- Official U.S. film poster
- Directed by: Gary Lennon
- Written by: Gary Lennon
- Produced by: David Bergstein
- Starring: Milla Jovovich Angus Macfadyen Stephen Dorff Aisha Tyler Sarah Strange Vincent Laresca Dawn Greenhalgh Nola Augustson
- Cinematography: Teodoro Maniaci
- Edited by: William M. Anderson Richard Nord
- Music by: Timothy Fitzpatrick John Robert Wood
- Distributed by: Mobius Entertainment
- Release dates: November 30, 2006 (Greece); April 27, 2007 (U.S.);
- Running time: 101 minutes
- Country: United States
- Language: English

= .45 (film) =

2006 independent thriller film by Gary Lennon

.45 is a 2006 American independent thriller film written and directed by Gary Lennon and starring Milla Jovovich, Angus Macfadyen, Aisha Tyler, Stephen Dorff, and Sarah Strange. .45 was released theatrically in Greece, Taiwan, Singapore, Japan, South Korea, and Mexico.

==Plot==
Big Al (Angus Macfadyen), and his girlfriend Kat (Milla Jovovich), are small-time crooks dealing in guns and stolen goods in Queens, New York City while also cleverly avoiding the NYPD and ATF. Vic (Sarah Strange), is Kat's friend and ex-lover who still has a crush on her and hates Big Al.

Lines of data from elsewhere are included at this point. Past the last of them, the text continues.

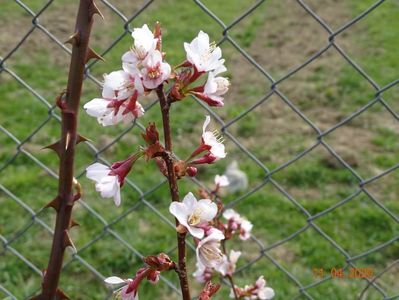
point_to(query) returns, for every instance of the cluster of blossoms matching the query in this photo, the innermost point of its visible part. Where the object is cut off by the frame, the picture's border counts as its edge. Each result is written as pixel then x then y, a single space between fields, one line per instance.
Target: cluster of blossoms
pixel 202 220
pixel 144 69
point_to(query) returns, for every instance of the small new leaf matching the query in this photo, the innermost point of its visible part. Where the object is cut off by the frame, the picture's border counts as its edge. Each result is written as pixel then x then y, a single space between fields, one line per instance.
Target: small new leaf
pixel 92 54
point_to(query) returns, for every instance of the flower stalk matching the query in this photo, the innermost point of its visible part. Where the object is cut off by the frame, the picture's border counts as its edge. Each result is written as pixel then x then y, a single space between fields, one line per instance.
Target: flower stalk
pixel 65 148
pixel 174 191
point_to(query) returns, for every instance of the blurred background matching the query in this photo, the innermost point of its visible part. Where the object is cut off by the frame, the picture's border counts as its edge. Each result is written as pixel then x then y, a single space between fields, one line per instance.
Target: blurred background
pixel 311 119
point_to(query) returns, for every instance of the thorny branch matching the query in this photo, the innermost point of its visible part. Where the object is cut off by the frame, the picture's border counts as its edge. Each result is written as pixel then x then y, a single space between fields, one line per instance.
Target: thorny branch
pixel 65 149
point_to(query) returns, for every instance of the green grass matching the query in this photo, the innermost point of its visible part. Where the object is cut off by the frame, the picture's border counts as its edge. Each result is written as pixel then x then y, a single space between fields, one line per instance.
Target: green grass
pixel 315 181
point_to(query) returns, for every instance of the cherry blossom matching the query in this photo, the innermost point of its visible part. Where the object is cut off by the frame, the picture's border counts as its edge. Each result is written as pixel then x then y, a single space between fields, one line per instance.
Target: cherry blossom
pixel 208 249
pixel 210 142
pixel 119 102
pixel 203 55
pixel 126 292
pixel 112 112
pixel 155 71
pixel 193 214
pixel 234 219
pixel 229 263
pixel 120 85
pixel 202 274
pixel 237 223
pixel 109 180
pixel 221 181
pixel 144 42
pixel 257 291
pixel 245 230
pixel 213 90
pixel 263 292
pixel 108 185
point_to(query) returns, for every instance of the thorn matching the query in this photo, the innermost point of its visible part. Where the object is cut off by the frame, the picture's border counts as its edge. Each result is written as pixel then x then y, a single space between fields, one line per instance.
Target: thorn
pixel 59 101
pixel 81 138
pixel 93 54
pixel 68 241
pixel 73 223
pixel 74 39
pixel 77 186
pixel 55 147
pixel 68 139
pixel 93 9
pixel 60 295
pixel 55 203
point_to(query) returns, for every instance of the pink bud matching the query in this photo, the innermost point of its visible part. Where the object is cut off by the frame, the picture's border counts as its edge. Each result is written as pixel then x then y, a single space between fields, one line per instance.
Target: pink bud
pixel 191 171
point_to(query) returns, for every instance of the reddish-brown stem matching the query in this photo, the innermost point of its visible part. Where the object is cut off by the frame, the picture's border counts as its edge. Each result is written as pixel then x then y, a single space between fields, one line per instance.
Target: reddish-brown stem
pixel 229 277
pixel 174 191
pixel 66 149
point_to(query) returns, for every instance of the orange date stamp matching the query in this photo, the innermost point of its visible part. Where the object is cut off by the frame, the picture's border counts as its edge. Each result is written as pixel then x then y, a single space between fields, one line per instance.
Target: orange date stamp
pixel 341 273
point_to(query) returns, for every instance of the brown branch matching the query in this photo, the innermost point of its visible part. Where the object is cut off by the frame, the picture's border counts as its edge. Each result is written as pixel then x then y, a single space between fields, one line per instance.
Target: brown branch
pixel 174 192
pixel 66 150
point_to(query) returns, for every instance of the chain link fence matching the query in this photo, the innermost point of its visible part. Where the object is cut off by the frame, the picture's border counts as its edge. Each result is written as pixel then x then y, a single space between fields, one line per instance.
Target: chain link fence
pixel 270 175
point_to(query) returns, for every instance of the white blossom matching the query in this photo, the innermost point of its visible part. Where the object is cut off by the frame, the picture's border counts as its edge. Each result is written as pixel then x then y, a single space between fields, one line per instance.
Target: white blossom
pixel 155 71
pixel 211 140
pixel 229 263
pixel 192 214
pixel 208 249
pixel 107 185
pixel 203 55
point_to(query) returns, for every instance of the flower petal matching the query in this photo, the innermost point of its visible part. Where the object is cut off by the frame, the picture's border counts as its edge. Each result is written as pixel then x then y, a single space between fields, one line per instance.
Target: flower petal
pixel 208 209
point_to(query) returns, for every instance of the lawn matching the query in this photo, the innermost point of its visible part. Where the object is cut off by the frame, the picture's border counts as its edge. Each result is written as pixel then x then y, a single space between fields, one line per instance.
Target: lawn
pixel 279 36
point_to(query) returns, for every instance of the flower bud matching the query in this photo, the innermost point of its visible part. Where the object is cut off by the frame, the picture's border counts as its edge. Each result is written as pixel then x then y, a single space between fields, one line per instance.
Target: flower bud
pixel 191 171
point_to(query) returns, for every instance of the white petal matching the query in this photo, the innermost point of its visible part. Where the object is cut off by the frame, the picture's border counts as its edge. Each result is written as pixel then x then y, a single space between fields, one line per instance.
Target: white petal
pixel 218 150
pixel 97 107
pixel 97 171
pixel 208 209
pixel 196 232
pixel 234 256
pixel 117 196
pixel 230 214
pixel 129 62
pixel 190 202
pixel 114 280
pixel 179 210
pixel 206 123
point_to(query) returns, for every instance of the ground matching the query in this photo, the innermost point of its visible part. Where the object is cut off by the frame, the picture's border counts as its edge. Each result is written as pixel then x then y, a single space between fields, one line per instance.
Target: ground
pixel 279 36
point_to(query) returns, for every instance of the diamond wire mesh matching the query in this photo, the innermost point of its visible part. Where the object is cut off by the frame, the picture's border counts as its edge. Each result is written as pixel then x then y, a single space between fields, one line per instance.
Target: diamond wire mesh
pixel 274 90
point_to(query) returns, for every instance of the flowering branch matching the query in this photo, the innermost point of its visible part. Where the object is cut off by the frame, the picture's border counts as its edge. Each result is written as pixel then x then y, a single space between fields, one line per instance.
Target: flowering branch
pixel 174 192
pixel 65 149
pixel 145 70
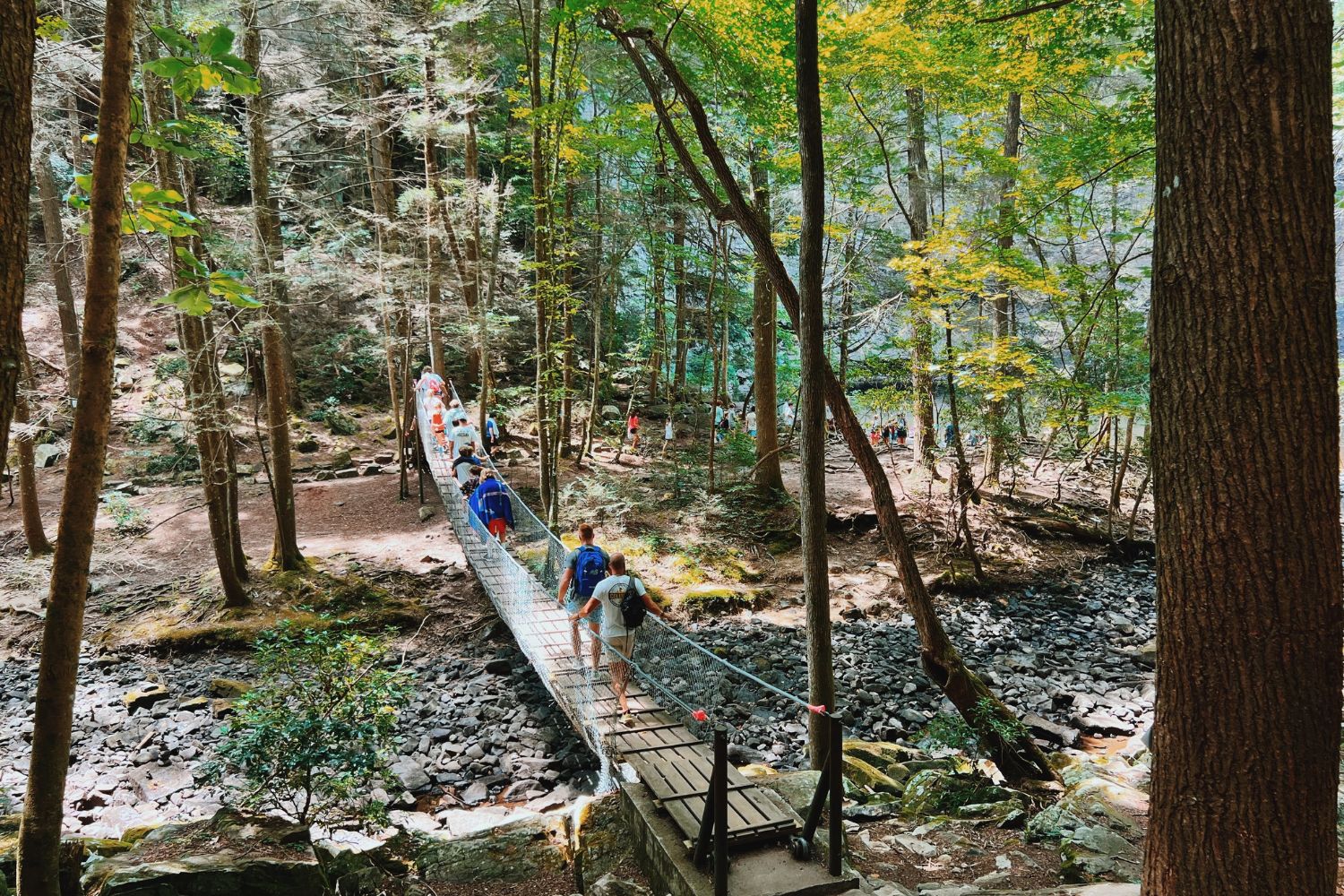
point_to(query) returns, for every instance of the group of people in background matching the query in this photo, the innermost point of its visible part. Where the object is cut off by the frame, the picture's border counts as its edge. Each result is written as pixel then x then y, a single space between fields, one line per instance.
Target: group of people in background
pixel 456 437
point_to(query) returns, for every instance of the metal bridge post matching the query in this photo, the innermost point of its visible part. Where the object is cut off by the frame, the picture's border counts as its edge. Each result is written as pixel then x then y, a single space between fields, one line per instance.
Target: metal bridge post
pixel 835 771
pixel 719 796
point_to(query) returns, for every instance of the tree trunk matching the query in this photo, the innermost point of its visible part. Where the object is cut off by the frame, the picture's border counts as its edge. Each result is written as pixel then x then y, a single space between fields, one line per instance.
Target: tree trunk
pixel 204 395
pixel 1018 756
pixel 435 225
pixel 58 257
pixel 812 473
pixel 30 509
pixel 768 474
pixel 269 253
pixel 39 834
pixel 921 335
pixel 16 43
pixel 680 339
pixel 995 424
pixel 1247 726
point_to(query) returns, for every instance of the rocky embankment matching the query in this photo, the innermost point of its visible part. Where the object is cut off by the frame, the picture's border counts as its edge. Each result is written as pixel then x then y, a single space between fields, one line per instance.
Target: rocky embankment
pixel 481 729
pixel 1073 657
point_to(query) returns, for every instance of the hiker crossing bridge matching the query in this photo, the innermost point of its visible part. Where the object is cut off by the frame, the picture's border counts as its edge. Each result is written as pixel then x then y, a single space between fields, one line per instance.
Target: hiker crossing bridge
pixel 679 697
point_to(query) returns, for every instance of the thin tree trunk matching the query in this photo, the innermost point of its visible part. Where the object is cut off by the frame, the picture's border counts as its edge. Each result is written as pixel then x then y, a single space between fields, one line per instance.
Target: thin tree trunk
pixel 921 331
pixel 1247 712
pixel 29 506
pixel 1016 755
pixel 812 473
pixel 995 424
pixel 271 260
pixel 39 834
pixel 58 257
pixel 16 43
pixel 768 474
pixel 435 225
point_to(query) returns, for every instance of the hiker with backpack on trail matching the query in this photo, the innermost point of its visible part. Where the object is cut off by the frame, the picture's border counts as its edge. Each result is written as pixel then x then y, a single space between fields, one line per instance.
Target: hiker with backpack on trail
pixel 621 602
pixel 585 567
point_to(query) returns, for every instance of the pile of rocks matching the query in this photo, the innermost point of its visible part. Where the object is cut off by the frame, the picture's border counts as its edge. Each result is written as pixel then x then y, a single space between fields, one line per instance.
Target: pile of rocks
pixel 481 729
pixel 1069 659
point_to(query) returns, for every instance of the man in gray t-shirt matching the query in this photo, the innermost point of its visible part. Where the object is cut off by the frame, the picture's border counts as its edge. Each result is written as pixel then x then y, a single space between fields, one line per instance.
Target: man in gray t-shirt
pixel 620 641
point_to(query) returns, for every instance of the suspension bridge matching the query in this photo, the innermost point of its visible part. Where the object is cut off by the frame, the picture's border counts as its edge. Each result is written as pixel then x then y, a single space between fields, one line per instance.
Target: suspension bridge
pixel 685 702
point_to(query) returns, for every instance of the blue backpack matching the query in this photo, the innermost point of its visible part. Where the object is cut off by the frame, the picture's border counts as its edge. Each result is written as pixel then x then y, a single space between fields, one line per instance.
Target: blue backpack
pixel 589 568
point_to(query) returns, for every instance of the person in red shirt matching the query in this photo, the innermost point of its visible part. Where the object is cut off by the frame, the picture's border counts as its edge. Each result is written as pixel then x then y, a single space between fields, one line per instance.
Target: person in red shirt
pixel 632 427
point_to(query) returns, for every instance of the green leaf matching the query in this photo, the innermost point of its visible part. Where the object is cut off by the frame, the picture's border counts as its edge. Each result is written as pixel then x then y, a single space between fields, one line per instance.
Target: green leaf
pixel 215 42
pixel 174 38
pixel 188 300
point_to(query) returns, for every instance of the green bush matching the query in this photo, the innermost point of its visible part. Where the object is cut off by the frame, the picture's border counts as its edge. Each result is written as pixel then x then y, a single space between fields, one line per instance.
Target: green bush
pixel 312 737
pixel 125 519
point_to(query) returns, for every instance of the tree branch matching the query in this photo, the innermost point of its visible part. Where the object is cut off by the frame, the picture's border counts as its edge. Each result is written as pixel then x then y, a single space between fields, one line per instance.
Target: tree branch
pixel 1039 7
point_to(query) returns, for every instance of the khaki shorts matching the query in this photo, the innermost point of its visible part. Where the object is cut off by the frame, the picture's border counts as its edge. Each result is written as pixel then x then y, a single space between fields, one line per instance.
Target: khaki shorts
pixel 623 643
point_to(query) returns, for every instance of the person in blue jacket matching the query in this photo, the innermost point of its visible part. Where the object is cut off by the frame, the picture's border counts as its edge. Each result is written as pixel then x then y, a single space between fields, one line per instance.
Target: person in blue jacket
pixel 491 504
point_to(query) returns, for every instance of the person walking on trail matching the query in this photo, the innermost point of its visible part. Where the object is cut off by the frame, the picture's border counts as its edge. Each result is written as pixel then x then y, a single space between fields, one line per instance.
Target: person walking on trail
pixel 435 413
pixel 623 602
pixel 492 505
pixel 492 435
pixel 464 462
pixel 585 567
pixel 464 435
pixel 430 383
pixel 632 429
pixel 472 482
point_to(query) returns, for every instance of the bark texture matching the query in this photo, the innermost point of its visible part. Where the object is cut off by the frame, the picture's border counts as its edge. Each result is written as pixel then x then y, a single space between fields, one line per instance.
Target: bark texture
pixel 39 836
pixel 1247 731
pixel 269 253
pixel 16 42
pixel 812 473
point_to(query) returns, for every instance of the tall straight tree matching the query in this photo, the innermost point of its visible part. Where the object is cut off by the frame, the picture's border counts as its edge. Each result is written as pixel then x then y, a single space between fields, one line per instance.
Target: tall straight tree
pixel 816 586
pixel 16 43
pixel 1247 729
pixel 271 263
pixel 768 474
pixel 39 834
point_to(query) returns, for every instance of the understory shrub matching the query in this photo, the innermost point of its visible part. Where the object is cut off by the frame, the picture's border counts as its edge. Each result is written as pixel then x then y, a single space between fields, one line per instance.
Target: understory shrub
pixel 312 737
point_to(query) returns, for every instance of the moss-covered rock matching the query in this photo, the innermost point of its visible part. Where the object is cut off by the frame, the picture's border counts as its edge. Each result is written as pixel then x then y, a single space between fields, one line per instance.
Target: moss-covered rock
pixel 511 853
pixel 938 793
pixel 717 598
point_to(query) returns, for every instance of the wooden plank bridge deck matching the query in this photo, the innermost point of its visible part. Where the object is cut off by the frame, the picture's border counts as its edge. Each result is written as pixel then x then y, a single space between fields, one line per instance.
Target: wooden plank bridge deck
pixel 667 756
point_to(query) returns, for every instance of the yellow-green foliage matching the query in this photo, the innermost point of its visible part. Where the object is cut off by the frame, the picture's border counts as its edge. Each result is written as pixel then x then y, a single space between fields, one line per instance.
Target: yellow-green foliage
pixel 717 598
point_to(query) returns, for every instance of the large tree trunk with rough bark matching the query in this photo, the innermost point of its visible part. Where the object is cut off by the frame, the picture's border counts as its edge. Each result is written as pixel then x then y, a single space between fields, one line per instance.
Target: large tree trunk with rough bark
pixel 58 258
pixel 39 834
pixel 269 253
pixel 1247 729
pixel 812 473
pixel 1018 756
pixel 16 43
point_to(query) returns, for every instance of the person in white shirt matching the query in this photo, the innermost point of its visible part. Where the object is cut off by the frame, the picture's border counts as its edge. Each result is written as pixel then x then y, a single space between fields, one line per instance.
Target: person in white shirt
pixel 618 640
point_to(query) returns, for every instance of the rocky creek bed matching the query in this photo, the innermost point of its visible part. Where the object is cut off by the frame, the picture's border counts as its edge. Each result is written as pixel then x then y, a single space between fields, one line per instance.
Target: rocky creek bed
pixel 483 731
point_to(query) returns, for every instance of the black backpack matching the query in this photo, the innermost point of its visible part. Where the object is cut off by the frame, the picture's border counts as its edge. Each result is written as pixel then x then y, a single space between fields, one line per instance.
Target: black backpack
pixel 589 570
pixel 632 603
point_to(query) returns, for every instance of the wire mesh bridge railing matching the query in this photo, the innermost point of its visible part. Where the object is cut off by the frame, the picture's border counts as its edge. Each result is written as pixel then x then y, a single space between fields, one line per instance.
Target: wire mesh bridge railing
pixel 682 694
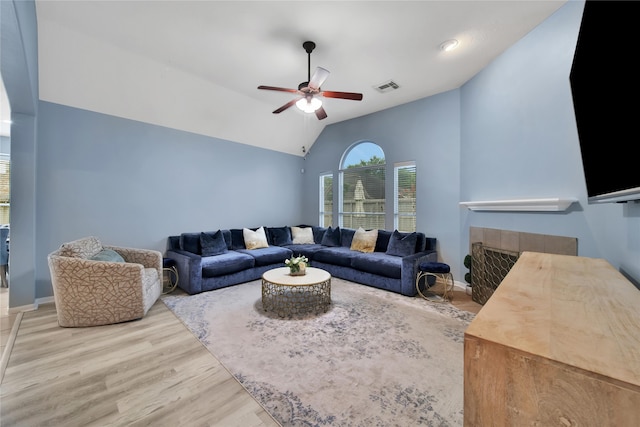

Big Al is almost arrested in a police sting, but is released when they realize he is unarmed...as Kat was holding the guns. Returning home, they catch a thief trying to take their TV out the window, and Big Al beats him up. They call the police and berate them for not catching the 'real crooks', while surrounded by the stolen goods that are their livelihood. Meeting up with his old partner, Reilly (Stephen Dorff), they steal a car as Al tries to convince him to come back and help run the gun business.

However, Kat has plans of her own; she wants to sell guns on her own in order to move to a better neighborhood. She meets up with Jose (Vincent Laresca), a drug dealer and Big Al's rival, and sells him a gun. However, Clancy (Tony Munch), a local snitch working for Al, notices them. Kat returns home and pretends to have been out with Vic, upsetting Al.

When Jose brazenly comes on to Kat, Al, Clancy, and their friends punish him by appearing to cut off his fingers. Al comes home later, and based on comments from Clancy, accuses Kat of having sex with Jose and assaults her. The next day, Vic and Reilly come over to console her but Al arrives home and a fight leads to Al firing his gun, injuring Kat. Al is arrested and detained.

At the police precinct, Kat is questioned by Liz (Aisha Tyler), a member of a battered women's group that offers protection via sanctuary or court order. Liz explains that Al doesn't really love her, and she used to be in an abusive marriage of her own. Kat refuses to press charges but decides to leave him.

Big Al sneaks in through the window as she is packing, threatens her with death if she ever leaves. When Liz and Vic arrive to take her, he convinces Kat to tell them she wants to stay.

Kat devises a plan to seduce Vic, Reilly, Jose and Liz, and telling each of them she'll do anything to be rid of Big Al. After convincing Al to stay home one evening, a hooded figure takes Big Al's jacket with his name on it, his registered .45 handgun, and shoots Clancy. The next day, Big Al goes into a church and threatens the priest. As he leaves the church he is arrested for Clancy's murder. Kat, Vic, and Reilly watch from across the street.

Later Al begs Kat to find the real killer, knowing he has been set up, but can't figure out who did it. Kat reveals that she is behind the plot, and is now in charge. Later, Reilly and Vic discuss who the killer is, and then realize they both fear the hard change in Kat, and decide to start a relationship together.

Kat meets up with the real killer: it was Liz. Kissing, Liz says now they can be together but Kat explains she only used her and leaves Liz heartbroken. Kat picks up the gun business and the film ends with her living by the beach.

==Production==
Principal filming was done in Toronto, Ontario, Canada, in 2005.

==Reception==
Variety describes the film as a "doublecross pic set in the underworld of Hell's Kitchen."